Néanmoins, puis-je vous rappeler qu'un arsenal législatif important est déjà en vigueur en la matière ? Aussi le caractère dissuasif de cette mesure de déchéance de la nationalité apparaît-il particulièrement inefficace au vu de la longue peine d'emprisonnement qu'encourt toute personne condamnée pour un tel crime.
Qui plus est, on l'a dit, la liste restrictive des fonctions citées dans cet article exclut des professions pourtant tout aussi fondamentales pour notre République. Le meurtre d'un enseignant, d'un ouvrier, d'un ingénieur, d'un médecin ou d'une infirmière serait-il moins grave que celui d'un policier ou d'un gendarme ? Un tel meurtre serait-il moins condamnable lorsqu'il est commis par « un bon petit Français » – expression que je réprouve –, que lorsque son auteur est une personne naturalisée depuis moins de dix ans ?
Il s'agit de votre part d'une décision idéologique prise en toute hâte et bien loin des réalités du terrain, une décision conduisant à des mesures législatives aussi absurdes qu'irréalistes et inapplicables.
Au-delà du caractère contestable de sa légitimité, de son efficacité, cette disposition crée une rupture d'égalité entre les citoyens français.

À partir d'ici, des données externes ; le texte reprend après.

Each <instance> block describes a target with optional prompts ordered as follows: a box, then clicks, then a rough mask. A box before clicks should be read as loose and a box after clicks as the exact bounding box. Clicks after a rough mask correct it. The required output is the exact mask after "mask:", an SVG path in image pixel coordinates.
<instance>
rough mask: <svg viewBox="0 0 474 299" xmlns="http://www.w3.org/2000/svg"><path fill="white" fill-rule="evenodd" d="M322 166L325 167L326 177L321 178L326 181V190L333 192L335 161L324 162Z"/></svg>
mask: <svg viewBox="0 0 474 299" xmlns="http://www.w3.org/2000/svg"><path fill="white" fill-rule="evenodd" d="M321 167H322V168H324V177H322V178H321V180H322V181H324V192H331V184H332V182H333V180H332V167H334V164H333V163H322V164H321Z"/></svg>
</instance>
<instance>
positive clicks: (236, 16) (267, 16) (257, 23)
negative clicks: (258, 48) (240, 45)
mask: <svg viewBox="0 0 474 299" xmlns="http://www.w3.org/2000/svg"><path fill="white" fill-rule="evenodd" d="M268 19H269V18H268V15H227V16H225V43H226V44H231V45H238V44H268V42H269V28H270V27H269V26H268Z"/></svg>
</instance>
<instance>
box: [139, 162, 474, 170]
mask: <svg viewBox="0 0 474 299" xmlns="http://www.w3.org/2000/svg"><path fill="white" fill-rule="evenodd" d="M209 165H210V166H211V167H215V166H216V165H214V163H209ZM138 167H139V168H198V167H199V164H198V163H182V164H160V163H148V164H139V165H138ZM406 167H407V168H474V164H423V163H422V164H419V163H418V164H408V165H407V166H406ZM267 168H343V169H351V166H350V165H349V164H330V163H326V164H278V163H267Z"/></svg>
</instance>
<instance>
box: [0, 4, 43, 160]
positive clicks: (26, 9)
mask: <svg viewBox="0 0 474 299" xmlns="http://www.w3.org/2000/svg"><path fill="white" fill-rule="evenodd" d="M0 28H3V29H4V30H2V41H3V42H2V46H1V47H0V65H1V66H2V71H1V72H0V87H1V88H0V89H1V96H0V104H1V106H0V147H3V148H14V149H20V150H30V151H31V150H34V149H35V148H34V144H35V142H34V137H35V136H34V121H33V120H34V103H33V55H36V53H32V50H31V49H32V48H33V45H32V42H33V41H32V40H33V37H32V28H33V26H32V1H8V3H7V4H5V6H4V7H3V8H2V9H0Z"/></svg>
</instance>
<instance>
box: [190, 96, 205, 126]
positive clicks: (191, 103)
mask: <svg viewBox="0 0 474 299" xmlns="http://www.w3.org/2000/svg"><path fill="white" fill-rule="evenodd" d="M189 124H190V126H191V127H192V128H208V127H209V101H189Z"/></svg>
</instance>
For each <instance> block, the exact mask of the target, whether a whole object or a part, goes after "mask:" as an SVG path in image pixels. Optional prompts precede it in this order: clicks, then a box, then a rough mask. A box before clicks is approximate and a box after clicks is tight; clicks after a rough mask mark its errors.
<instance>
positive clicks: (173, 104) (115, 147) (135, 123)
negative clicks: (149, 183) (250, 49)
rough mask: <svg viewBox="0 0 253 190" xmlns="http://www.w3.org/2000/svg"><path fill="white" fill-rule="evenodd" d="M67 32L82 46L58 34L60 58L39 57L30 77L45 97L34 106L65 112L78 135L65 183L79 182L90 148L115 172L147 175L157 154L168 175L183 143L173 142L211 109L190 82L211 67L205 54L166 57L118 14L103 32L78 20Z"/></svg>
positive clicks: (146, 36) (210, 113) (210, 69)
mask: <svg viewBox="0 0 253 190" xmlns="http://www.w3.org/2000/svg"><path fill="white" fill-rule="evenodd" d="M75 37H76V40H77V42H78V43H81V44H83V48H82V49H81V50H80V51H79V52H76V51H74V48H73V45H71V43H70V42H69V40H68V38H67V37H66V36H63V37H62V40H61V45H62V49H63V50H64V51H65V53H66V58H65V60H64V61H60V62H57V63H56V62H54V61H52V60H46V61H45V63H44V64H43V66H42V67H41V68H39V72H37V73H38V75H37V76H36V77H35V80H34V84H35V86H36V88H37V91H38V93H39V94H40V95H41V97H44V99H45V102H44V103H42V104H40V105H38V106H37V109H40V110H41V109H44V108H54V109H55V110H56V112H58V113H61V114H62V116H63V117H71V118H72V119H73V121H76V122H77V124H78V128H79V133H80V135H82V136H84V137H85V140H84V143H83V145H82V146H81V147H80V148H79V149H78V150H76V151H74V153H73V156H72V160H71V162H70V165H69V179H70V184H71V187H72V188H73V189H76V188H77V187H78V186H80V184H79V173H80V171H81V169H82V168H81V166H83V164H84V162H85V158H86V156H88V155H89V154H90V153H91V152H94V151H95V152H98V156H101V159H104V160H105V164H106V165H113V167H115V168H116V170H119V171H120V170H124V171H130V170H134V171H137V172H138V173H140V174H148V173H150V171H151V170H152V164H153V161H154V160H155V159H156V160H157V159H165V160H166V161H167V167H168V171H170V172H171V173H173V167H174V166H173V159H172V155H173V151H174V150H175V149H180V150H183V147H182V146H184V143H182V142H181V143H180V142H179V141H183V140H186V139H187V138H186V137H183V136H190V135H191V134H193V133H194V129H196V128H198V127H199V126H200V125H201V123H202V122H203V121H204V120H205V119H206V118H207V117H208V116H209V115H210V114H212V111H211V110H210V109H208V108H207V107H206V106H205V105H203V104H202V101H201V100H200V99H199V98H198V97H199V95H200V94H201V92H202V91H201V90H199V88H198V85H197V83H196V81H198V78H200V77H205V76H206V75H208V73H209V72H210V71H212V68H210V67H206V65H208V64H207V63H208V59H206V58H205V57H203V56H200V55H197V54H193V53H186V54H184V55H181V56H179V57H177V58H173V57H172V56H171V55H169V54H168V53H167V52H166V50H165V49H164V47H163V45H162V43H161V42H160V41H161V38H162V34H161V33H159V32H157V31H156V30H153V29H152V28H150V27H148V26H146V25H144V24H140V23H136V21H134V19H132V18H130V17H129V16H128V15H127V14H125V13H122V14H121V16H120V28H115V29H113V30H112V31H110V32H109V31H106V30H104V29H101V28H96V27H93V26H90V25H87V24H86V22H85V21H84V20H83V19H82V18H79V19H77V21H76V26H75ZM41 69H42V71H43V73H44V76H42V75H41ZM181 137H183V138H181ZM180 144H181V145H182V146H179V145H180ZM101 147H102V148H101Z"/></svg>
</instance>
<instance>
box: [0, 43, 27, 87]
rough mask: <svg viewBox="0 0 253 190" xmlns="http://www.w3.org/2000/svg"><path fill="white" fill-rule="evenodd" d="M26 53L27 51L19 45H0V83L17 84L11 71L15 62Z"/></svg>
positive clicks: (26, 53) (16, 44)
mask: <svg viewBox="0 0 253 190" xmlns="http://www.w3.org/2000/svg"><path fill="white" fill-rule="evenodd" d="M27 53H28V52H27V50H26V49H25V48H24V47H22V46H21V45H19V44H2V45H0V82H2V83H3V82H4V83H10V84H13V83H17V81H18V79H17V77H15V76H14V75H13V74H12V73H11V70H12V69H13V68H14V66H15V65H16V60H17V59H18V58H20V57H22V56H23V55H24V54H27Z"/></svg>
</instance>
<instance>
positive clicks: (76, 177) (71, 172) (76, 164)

L'article 1er de la Constitution dispose en effet que « la République assure l'égalité devant la loi de tous les citoyens sans distinction d'origine, de race ou de religion ».
Tout cela est d'autant plus grave que nous devrions nous efforcer de rassembler dans un pays marqué par un véritable délitement du lien social. La crise économique et sociale qui secoue la France s'accompagne, pour nombre de nos concitoyens, d'un cortège de peurs, d'inquiétudes quant à l'avenir, pour soi, pour ses enfants. Est-ce bien le moment pour diviser au lieu, j'y insiste, de rassembler, le moment pour pointer l'autre du doigt au lieu de montrer les voies et les moyens d'un espoir retrouvé ?
Je préfère reprendre cette belle formule de Jean Cocteau : passer d'un regard qui dévisage à un regard qui envisage. Établir deux catégories de citoyens signifierait pour tout étranger naturalisé qu'il n'est pas membre à part entière de la communauté nationale, ce qui ne peut qu'attiser les tensions, fracturer une cohésion sociale qu'il nous faut rétablir.
Monsieur le ministre, vous avez déclaré avoir pour ambition de faire des étrangers de bons petits Français. Je vous invite pour ma part à commencer par faire de bonnes lois assurant la cohésion sociale. Mes chers collègues, le législateur n'a pas vocation à créer des catégories de sous-citoyens, c'est pourquoi je vous exhorte à rejeter cet article contestable, détestable, inefficace et contraire à la Constitution. (Applaudissements sur les bancs des groupes SRC et GDR.)